2010: Net-gunning was used to capture 40 Bighorn Sheep (BHS) from Wild Horse Island; 16 of these sheep were released on the Kootenai Falls Wildlife Management Area in northwest Montana, while 24 sheep were released on Berray Mountain in northwest Montana. Both releases were augmentations to existing populations. Due to a lapsed vendor contract, the Montana Wild Sheep Foundation (MWSF) handled the capture contract logistics and paid for ~60% of capture costs; Utah FNAWS and Midwest WSF covered the remaining 40%. All BHS were tested for herd health parameters. Auction dollars were used to collect biological samples from captured sheep and to pay for other capture logistics. Auction dollars and financial assistance from MWSF was also used in Montana's effort to cull pneumonic BHS and collect samples during population die-offs.

2011: Net-gunning was used to capture 50 Bighorn Sheep from Wild Horse Island; these sheep were released onto portions of the Confederated Salish and Kootenai Tribal Lands in northwest Montana. An additional 46 sheep were captured from the Missouri River Breaks; these sheep were released near the Missouri River in Cascade County, central Montana. Both releases were augmentations to existing populations, with all BHS tested for heard health parameters. Auction dollars were used to capture, test and transport sheep for both releases.
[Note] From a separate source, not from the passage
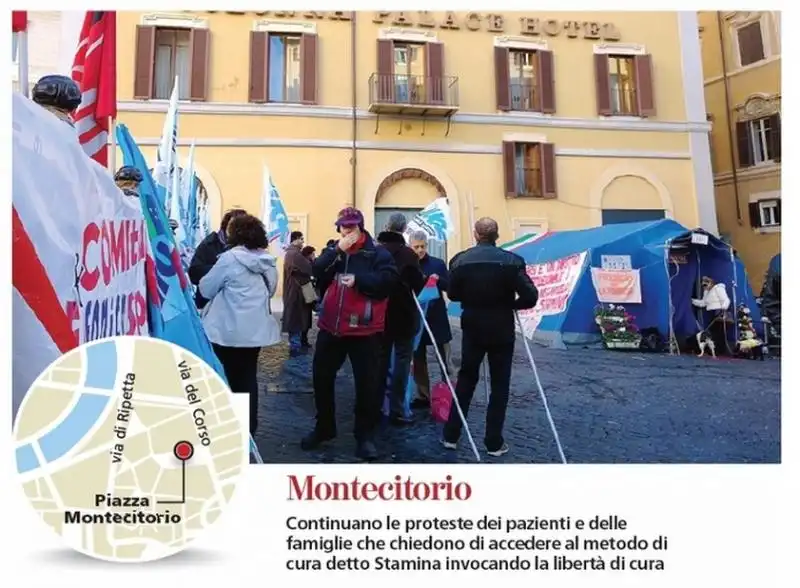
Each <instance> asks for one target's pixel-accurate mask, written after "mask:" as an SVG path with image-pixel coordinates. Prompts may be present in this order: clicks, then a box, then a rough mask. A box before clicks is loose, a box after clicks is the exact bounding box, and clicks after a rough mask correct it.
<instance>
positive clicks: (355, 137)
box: [350, 10, 358, 207]
mask: <svg viewBox="0 0 800 588" xmlns="http://www.w3.org/2000/svg"><path fill="white" fill-rule="evenodd" d="M350 15H351V18H350V61H351V64H350V77H351V82H352V83H351V91H352V105H351V106H352V111H351V115H350V117H351V123H352V131H351V132H352V135H353V137H352V139H353V140H352V143H351V146H350V171H351V179H350V189H351V194H350V200H351V201H352V205H353V207H355V206H356V179H357V177H358V174H357V166H358V153H357V148H356V144H357V141H358V84H357V80H356V74H357V73H358V68H357V63H356V55H357V51H356V43H357V39H356V18H357V17H358V12H356V11H355V10H354V11H353V12H351V13H350Z"/></svg>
During the biennium, approximately half of the auction proceeds were set aside for sheep habitat conservation. No significant BHS project proposals needing these dollars were forwarded, so the funds are being banked for future conservation efforts.

Moose

Photo of Moose

No authorized capital or field expenditures in either year. Moose funds are being banked to fund a research study into moose population declines in western Montana.

Mule Deer

Photo of Mule Deer

FWP mule deer auction dollars were used to purchase mule deer habitat represented by an 80-acre addition to the Beckman Wildlife Management Area (WMA) near Denton.

Elk

Moose

A portable ultra-sound imaging machine was purchased. This machine has been used to measure elk body fat as an integrative and relative measure of elk habitat quality in studies of brucellosis and predator-prey interactions in eleven elk herds across southwest and western Montana. More than 300 elk have been examined with this machine to date, with several hundred more elk captures scheduled for the current fiscal year.

Mountain Goat

Moose

Expenditures were for transplant efforts.